TransUnion’s Legal Battle with the New York State DMV

Quinn: 1-800-LAW-1010, Paul Harding from Martin, Harding & Mazzotti. Do I need to become one of them libertarians, Cantara?

Cantara: Well, I don’t… This is why we have Paul on here. There’s this something we read in the paper that the DMV…so, the state of New York is not allowing TransUnion, the credit reporting agency, at some traffic information records. Is this, Paul, the state sticking up for its citizens?

Paul: You know, that is a real good way of looking at it.

Cantara: So it’s not.

Quinn: Well, there’s three dozen other states that are getting this info out. So it sounds like it.

Paul: Yeah. Well, true. Yes, so when we go to figure out how much insurance companies are gonna charge us for our driving privileges to get our insurance they look at our record. Right? They go to the DMV, look at our record. So there is a statute that says that the DMV, insurance companies can get that information, but they hired Trans Western, but Trans Western is really not someone assesses driver’s risk. They are just are a credit agency. So it’s kind of a…
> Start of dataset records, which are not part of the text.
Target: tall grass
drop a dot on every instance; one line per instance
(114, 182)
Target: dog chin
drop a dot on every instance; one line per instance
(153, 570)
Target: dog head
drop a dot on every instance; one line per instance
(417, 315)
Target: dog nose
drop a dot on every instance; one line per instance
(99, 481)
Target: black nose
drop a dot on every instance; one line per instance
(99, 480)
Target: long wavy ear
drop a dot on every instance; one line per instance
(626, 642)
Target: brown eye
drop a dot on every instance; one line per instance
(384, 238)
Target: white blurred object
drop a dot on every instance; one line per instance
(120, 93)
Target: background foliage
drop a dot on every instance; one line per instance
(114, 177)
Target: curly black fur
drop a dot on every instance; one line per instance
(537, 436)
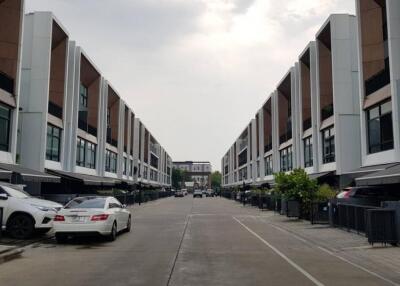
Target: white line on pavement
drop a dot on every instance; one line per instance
(287, 259)
(359, 266)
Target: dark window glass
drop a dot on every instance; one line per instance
(53, 143)
(308, 154)
(380, 128)
(328, 145)
(5, 121)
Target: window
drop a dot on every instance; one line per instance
(286, 159)
(328, 145)
(53, 143)
(85, 153)
(5, 121)
(83, 97)
(268, 165)
(380, 128)
(308, 155)
(111, 162)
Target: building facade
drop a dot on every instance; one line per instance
(198, 171)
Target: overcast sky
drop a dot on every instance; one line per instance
(194, 71)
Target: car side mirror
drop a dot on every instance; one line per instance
(3, 197)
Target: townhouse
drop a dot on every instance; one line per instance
(312, 119)
(65, 128)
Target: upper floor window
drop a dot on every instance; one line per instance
(286, 159)
(308, 154)
(53, 143)
(380, 127)
(5, 122)
(328, 145)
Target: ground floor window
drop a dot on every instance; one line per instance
(380, 127)
(85, 153)
(5, 122)
(53, 143)
(308, 154)
(111, 162)
(328, 145)
(286, 159)
(268, 165)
Quinn: Trans Union, you mean?

Paul: Yep.

Quinn: Okay.

Paul: I mean, yep, TransUnion. And so, they’ve gone ahead, and they’ve said, “TransUnion, you can’t get this information to give to the insurance companies to decide how much Cantara’s driving, you know, insurance is gonna be. We need you to do it in another way.” So it’s sort of a technical libertarian sticking up for us way. But as soon as they do it the right way maybe with a different organization they will give that information out.
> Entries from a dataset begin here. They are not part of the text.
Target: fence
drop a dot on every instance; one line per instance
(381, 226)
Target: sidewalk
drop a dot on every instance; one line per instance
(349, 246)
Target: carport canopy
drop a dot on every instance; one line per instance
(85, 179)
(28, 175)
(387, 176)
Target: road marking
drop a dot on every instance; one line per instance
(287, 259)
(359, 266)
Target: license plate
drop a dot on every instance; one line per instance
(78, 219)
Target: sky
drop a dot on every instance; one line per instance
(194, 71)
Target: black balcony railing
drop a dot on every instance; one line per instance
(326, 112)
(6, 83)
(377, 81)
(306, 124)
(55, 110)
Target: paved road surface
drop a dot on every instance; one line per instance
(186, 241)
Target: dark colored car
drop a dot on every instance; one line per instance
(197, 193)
Cantara: Like if an insurance company went to the DMV for the information, they would be granted the information?

Paul: Yes.

Quinn: So right now all they have is the convictions and that’s it with no names.

Paul: Right.

Quinn: Sounds to me they want to poke into our lives and judge us.

Paul: They do. They want to find out why they’re gonna charge you more or less than they are me because based on my driving history.
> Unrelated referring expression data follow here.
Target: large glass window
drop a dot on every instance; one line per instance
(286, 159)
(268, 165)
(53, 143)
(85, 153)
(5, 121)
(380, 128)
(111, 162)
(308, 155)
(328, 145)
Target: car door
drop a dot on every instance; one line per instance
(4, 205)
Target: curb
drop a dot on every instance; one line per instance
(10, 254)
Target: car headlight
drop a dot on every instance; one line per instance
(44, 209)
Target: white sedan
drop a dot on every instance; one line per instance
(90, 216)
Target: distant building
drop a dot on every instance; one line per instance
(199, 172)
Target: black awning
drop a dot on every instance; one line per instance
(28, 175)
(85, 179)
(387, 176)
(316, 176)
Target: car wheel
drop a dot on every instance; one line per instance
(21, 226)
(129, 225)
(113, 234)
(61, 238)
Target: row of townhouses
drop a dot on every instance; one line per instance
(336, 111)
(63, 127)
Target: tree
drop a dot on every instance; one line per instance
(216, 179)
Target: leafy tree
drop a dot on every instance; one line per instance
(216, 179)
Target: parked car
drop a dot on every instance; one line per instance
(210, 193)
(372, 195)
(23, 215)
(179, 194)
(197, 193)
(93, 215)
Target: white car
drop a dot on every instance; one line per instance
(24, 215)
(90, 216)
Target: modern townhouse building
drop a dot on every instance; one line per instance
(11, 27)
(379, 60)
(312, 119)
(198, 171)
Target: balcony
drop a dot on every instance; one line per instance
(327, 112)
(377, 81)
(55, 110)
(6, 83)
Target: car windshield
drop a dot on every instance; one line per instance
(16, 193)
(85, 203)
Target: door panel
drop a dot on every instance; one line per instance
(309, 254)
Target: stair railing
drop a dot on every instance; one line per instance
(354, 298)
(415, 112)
Cantara: What I thought was also interesting as I’m reading this, and you can tell me if I read it correctly, Paul, but the state does sell our information. When we sign up for a license do we allow ourselves to have that information sold?

Paul: Well, you know, so there is…they actually do. There is a small fee that they do get for providing this information to the agencies, but it’s pursuant to statute. Yeah, the law says that these insurance companies can access the information, and there is a fee to do that. So, you look at it that way our information is being, in essence, sold to agencies to decide if we are good or bad drivers.

Cantara: Wow, so much judgment.

Paul: We’re being judged.

Cantara: So much information out there.

Quinn: No, I mean…yeah, it’s insane. It’s insane, and we have to keep track of everybody. And now, we have to keep track of everybody and their attitudes.

Cantara: So where is this now? The DMV is just…the TransUnion is just fighting with the DMV, and it’s in court?

Paul: Yep, they’re in court. You know, this…TransUnion is gonna say, “Listen, we are able to get this information.” And interestingly enough, the other states just kind of rolled over. New York state said, “You don’t technically meet our statute. We’re not doing it.” And they’ll probably win, but again the insurance companies will just find another way to access that information with another group that does more than just dissemble. They’ll get someone that actually assesses the information, and provides the data back to them, and then our information will be flowing out of DMV, [inaudible 00:03:17] wherever it flows.

Quinn: And my insurance will still go up, and nothing will change. I’ll be worse for everything.

Cantara: Quinn, we’re charging you more because you eat gas station hamburgers. Do we understand?

Quinn: Oh, yeah, well, that’s…your health insurance is gonna charge you more for that one.

Cantara: That doesn’t matter. They told everybody. Everybody knows.

Quinn: Paul Harding from Martin, Harding & Mazzotti. 1-800-LAW-1010 and

Cantara: Thanks, Paul.

Quinn: Thanks, Paul.

Paul: Okay, you’re welcome. Bye-bye, guys.